Maybe it's the Chinese government, maybe it's a hacker at a chip factory, maybe it's the Russian mafia, maybe it's a rogue NSA operative (or the NSA itself), but SOMEONE will do this eventually. They may not be after your data, but if it becomes useful (i.e. valuable) to them, then they'll use it.
"People who do stupid things with hazardous materials often die." -- Jim Davidson on alt.folklore.urban
I was a gung-ho CS student when this article came out, and we spent a LOT of time hashing it over. He specifically did not say that he had done this, and while I don't remember him making an outright denial, we concluded that he hadn't. After all, the C compilers of that day were still small enough to be understood by a single human, and comparing C code to the assembly code generated from it (or comparing that assembly code to generated machine instructions) was not very challenging.
Maybe the Jargon File entry is right, and he did implement it as a proof-of-concept, but it wasn't widely distributed. It was easy enough for an interested (and bored) undergrad to check out over a weekend, but hard enough that compiler distributions weren't routinely examined.
With today's optimizing compilers and layers upon layers of abstraction, though, it seems like there's more than enough room for plenty such exploits. Pham Nuwen can still have his backdoor into the localizers.

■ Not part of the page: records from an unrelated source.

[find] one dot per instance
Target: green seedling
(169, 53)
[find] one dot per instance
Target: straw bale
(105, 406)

there was an incident with the CIA and Lenovo pcs, they were able to download the data and send it home to China. thats why there was a big issue over the a Chinese company buying 3COM, it was part of the deal that if they bought 3COM, then 3Com would pay ot have all of there network stuff replaced with Cisco or other US Company equivalent.
Everybody laughed! Now the NSA officially moves in to Google. ( Probably from the Back-Office now going in throught the Front-Door ) The perfect and low budget replacement with added target-ability saving the Services the hassle to scan through the mud of nonsense flowing in the communication traffic worldwide, the inclusion of a Trojan Boot Loader (TBL) in Network Devices.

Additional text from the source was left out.